Former Governor of the Central Bank of Nigeria and the current Emir of Kano, Lamido Sanusi, says the issues surrounding the missing $20bn oil money have not been adequately addressed by the Federal Government. Sanusi, who is now known as Emir Muhammadu Sanusi II, had last year raised the alarm about missing $20bn but was removed shortly after by President Goodluck Jonathan.

The Federal Government later hired an international audit firm, Pricewaterhousecoopers, to audit the account of the Nigerian National Petroleum Corporation. The PWC report stated that NNPC must remit $1.48bn to the Federation Account. However, Sanusi, said during an interview with Christiane Amanpour on the Cable News Network on Wednesday, that the level of corruption in the oil sector was still high.

He said for instance, no one had accounted for the billions of dollars paid in kerosene subsidy which was not approved by the National Assembly.

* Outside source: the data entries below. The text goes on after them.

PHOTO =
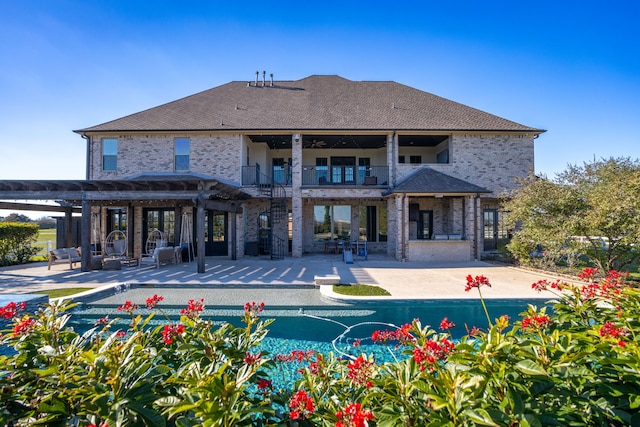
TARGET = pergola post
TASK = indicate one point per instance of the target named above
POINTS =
(200, 234)
(85, 235)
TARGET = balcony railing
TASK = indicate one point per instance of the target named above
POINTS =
(320, 175)
(345, 175)
(252, 176)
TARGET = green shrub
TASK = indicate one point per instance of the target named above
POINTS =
(16, 240)
(576, 362)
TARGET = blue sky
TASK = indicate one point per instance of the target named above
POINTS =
(570, 67)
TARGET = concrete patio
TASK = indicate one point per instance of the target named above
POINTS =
(404, 280)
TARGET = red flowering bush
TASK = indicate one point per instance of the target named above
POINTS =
(301, 406)
(353, 416)
(575, 361)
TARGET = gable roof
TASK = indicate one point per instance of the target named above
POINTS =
(323, 103)
(429, 181)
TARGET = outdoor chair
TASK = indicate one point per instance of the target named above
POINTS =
(115, 244)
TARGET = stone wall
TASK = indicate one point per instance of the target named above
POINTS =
(215, 155)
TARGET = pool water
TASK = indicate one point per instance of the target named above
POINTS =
(303, 319)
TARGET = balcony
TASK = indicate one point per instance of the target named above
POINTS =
(345, 175)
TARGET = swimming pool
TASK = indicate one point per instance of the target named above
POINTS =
(301, 313)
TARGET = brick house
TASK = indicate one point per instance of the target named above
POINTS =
(286, 168)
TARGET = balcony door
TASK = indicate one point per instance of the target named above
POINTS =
(490, 229)
(343, 170)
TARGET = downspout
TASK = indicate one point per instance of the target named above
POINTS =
(475, 227)
(403, 250)
(88, 161)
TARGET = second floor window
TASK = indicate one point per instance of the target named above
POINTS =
(182, 153)
(109, 154)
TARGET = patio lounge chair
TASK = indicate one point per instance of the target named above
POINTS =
(64, 255)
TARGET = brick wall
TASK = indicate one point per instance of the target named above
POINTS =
(216, 155)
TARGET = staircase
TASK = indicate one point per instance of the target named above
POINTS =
(270, 243)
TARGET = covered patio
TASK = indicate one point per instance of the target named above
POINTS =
(85, 196)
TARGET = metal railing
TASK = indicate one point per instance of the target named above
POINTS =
(319, 175)
(252, 176)
(346, 175)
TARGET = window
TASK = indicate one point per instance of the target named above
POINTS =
(116, 219)
(164, 219)
(322, 169)
(373, 223)
(425, 224)
(109, 154)
(364, 168)
(182, 152)
(331, 222)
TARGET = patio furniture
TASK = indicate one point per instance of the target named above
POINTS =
(161, 256)
(156, 239)
(111, 264)
(64, 255)
(115, 244)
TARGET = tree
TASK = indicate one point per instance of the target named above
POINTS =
(16, 242)
(591, 211)
(16, 217)
(46, 222)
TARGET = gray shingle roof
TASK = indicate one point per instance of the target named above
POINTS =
(430, 181)
(313, 103)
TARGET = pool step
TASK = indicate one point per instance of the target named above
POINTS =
(328, 279)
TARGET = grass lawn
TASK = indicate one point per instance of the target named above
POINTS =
(62, 292)
(44, 236)
(360, 290)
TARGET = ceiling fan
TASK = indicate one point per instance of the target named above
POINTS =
(314, 144)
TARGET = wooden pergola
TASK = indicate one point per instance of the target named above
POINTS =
(80, 195)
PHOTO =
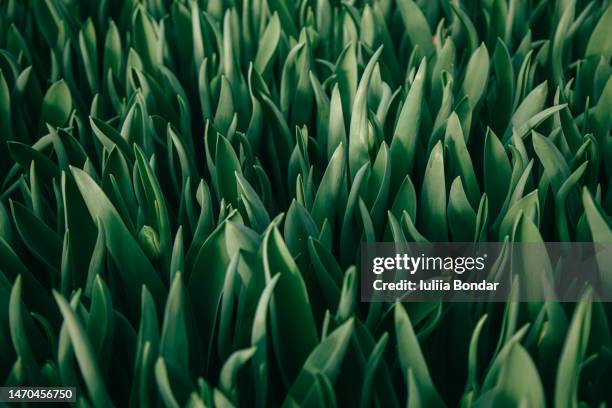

Sanusi added that Nigeria’s economic crisis caused by the fall in oil prices, the stock market crash and the devaluation of the naira, was due to the mismanagement of oil funds. He said:

“My position in the Central Bank was that there was always this gap of $20bn after reconciliation between what the NNPC exported and what it deposited into the Federation Account.   I raised a number of issues that I think have not yet been discussed and addressed sufficiently.

 

One of them is the billions of dollars being paid in kerosene subsidies without appropriation by the National Assembly and against a presidential order and we don’t know who authorised those payments and yet no one has owned up to say I authorised the payments, I made a mistake.

 

It must stop. I think those issues need to be addressed and until we address them and begin to close all the loopholes in government revenues, we are going to continue to create opportunity for the destruction of the economy.

 

It could be $20bn at the end of the day. After reconciliation it could amount to $14(bn) or $12(bn) and I think these issues reflect unconstitutional and illegal withholding of revenues from the Federation Account.

 

The country is paying the price today; oil prices have crashed, the currency has been devalued, the stock market has collapsed, government revenues are in a very bad shape. Whoever wins, whether this government or the opposition, will have to deal with these issues. The petroleum sector is a major drain on the resources of the country and this has to be looked at.”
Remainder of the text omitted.